No início deste mês, a Polícia Federal de Maringá prendeu um homem que mantinha contato direto com radicais islâmicos, tendo sido recrutado através das redes sociais. Identificado como professor de música, o homem "manifestava desejo de executar mortes de inocentes em uma ação suicida", divulgou a PF. Já em 2017, oito brasileiros foram condenados pela Justiça Federal após serem alvo da Operação Hashtag, que apurou a suspeita de planejamento de ataques terroristas durante os jogos Olímpicos de 2016.

“No Brasil, desde o início da década de 1980, e isso desde que se começou um mapeamento mais intenso neste sentido, porque não começou nesta data, já se enviaram mentores de atentados terroristas para o Brasil. Grupos terroristas têm base aqui, sobretudo, no Paraná.

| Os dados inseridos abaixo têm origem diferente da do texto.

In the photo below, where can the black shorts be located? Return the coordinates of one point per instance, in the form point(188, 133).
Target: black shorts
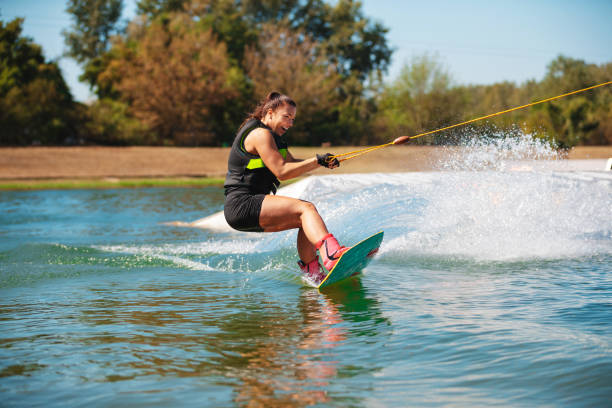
point(242, 211)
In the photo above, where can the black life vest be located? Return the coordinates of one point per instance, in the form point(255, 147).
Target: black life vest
point(246, 171)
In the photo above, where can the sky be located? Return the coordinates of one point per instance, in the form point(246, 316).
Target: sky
point(477, 41)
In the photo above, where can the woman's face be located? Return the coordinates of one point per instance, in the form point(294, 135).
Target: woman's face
point(281, 119)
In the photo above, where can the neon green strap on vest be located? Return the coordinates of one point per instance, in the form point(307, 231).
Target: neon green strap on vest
point(258, 163)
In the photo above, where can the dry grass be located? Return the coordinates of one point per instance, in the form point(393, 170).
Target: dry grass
point(61, 163)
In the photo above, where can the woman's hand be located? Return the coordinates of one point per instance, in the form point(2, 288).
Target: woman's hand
point(327, 160)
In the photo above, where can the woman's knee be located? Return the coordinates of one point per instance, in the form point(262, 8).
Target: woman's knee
point(306, 207)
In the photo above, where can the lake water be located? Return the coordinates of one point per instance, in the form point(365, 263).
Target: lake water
point(491, 288)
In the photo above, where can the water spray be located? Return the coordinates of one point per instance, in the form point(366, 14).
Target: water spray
point(404, 139)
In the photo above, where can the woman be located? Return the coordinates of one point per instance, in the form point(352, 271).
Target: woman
point(258, 160)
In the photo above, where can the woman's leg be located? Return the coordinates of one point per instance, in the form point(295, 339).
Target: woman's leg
point(280, 213)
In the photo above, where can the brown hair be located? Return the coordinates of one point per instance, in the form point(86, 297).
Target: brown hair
point(273, 101)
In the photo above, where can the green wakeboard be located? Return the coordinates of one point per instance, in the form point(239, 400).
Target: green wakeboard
point(352, 261)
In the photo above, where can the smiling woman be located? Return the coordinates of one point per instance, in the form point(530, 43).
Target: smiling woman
point(259, 157)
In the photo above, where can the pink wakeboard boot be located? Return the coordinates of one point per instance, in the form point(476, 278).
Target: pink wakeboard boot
point(312, 270)
point(330, 251)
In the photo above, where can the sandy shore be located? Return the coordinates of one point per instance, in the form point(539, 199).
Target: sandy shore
point(57, 163)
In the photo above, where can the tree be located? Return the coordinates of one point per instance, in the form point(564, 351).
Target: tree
point(173, 77)
point(419, 100)
point(303, 74)
point(95, 21)
point(35, 103)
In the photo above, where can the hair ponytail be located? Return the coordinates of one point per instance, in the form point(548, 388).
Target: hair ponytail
point(272, 101)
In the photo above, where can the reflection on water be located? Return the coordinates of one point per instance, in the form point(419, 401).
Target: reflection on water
point(271, 352)
point(490, 289)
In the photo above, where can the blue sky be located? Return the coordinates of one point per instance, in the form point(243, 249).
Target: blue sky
point(478, 41)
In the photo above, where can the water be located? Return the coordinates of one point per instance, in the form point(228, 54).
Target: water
point(492, 288)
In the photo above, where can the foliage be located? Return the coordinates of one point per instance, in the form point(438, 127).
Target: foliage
point(35, 103)
point(303, 75)
point(423, 98)
point(110, 123)
point(88, 39)
point(172, 78)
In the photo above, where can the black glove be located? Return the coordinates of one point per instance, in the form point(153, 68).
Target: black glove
point(326, 160)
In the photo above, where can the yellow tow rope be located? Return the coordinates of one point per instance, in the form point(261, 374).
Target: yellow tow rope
point(404, 139)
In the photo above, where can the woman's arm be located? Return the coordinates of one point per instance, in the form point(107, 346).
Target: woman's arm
point(261, 142)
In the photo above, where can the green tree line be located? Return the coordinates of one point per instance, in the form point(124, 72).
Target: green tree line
point(186, 72)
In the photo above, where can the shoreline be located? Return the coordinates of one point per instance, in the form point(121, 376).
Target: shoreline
point(37, 168)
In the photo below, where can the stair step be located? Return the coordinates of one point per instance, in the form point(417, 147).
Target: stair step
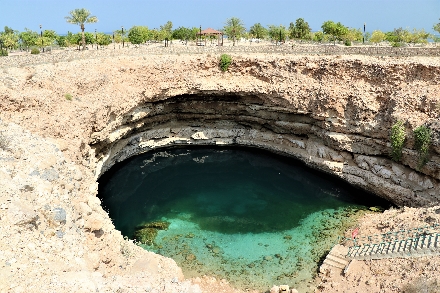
point(337, 259)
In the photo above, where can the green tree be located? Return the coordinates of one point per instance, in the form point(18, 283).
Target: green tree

O Hezbollah tem uma grande base aqui, o Hamajid, então é muito grave que não tenhamos atenção nesse assunto, ainda mais quando está na pauta internacional”, avaliou Lucas Hinckel Teider, autor de “Terrorismo e seu financiamento: a política pública criminal brasileira de prevenção” (Editora Dialética, 2021).

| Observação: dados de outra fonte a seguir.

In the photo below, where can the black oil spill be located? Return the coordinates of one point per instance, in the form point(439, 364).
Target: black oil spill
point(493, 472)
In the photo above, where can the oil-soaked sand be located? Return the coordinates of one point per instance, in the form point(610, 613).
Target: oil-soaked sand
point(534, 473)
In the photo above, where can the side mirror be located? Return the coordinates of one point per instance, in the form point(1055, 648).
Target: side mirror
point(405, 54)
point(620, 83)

Teider é doutorando em Políticas Públicas pela UFPR (Universidade Federal do Paraná), mestre em Direito Econômico e Desenvolvimento pela PUCPR (Pontifícia Universidade Católica), advogado e consultor empresarial preventivo. À FOLHA, ele propôs reflexões sobre o risco da adoção de soluções imediatistas inadequadas usadas como artifício para se lançar mão de um plano de estado de exceção diante de eventual ataque o País possa sofrer. No sentido de se evitar a deterioração do tecido social a partir de um tratamento jurídico equivocado, apontou que o caminho mais sólido passa pelo fortalecimento de uma política de estado baseada na prevenção.

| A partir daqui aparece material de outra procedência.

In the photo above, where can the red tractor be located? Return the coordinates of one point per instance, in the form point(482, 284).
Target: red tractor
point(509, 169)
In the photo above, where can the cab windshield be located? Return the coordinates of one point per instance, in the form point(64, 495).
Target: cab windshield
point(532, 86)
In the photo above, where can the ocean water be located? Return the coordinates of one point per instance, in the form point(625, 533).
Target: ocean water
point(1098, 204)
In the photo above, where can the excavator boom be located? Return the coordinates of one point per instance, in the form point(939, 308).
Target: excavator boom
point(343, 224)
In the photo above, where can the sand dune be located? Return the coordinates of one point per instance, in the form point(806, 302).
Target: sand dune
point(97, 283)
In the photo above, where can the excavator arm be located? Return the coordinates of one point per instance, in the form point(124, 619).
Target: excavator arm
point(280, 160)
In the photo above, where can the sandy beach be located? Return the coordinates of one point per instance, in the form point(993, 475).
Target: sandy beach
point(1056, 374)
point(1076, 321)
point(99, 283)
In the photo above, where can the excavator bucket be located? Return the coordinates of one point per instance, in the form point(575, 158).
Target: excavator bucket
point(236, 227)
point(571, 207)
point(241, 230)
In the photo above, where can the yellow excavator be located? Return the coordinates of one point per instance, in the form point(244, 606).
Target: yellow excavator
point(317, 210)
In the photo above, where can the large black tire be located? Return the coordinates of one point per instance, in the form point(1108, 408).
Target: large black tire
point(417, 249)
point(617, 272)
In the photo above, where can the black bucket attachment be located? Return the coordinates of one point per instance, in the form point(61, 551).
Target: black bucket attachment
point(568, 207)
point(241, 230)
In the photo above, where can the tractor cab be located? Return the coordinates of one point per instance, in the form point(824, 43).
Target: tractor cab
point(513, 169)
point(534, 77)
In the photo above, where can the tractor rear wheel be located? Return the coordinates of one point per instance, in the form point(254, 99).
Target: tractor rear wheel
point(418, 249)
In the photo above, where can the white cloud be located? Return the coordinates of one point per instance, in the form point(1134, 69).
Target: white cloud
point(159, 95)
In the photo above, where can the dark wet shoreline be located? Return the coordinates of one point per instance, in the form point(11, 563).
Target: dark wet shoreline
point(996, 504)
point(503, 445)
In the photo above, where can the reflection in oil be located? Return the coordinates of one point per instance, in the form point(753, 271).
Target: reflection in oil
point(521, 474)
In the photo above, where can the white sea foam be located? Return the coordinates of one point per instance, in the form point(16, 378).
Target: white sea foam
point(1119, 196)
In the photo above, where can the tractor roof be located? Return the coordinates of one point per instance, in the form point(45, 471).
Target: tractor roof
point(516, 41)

Qual é a definição de terrorismo no Brasil?

Entendo terrorismo, e isso está inclusive no livro, como crime ou crimes cometidos com o intuito de gerar uma intimidação massiva, um sentimento público coletivo de terror, um extremo medo, com a finalidade de provocar mudanças, contestando o poder que está constituído ou afirmar posições políticas. Isso é o que eu entendo de maneira fenomenológica. No Brasil, o terrorismo tem uma delimitação criminal um pouco mais específica. Temos uma lei de 2016 que vai falar que o terrorismo é uma conduta que se encaixa em quatro elementos. O primeiro: é necessário que você tenha um ato terrorista, aquilo que conhecemos no nosso conceito, um ataque que coloca em risco as pessoas ou estruturas relevantes. Depois, é necessário que se tenha uma motivação. Uma curiosidade aqui é que a legislação brasileira exclui a motivação política, pode ser uma outra coisa, mas terrorismo não é. Isso tem uma série de discussões, se é errado ou não, mas são mais motivações de xenofobia, preconceito com a raça, cor, religião. A terceira coisa é que é necessário que o agente tenha a intenção que aquele ato cause pânico ou medo coletivo. Se causou depois por consequência, é outra coisa, tem que haver a intenção. No final, ter, também, o resultado terrorista.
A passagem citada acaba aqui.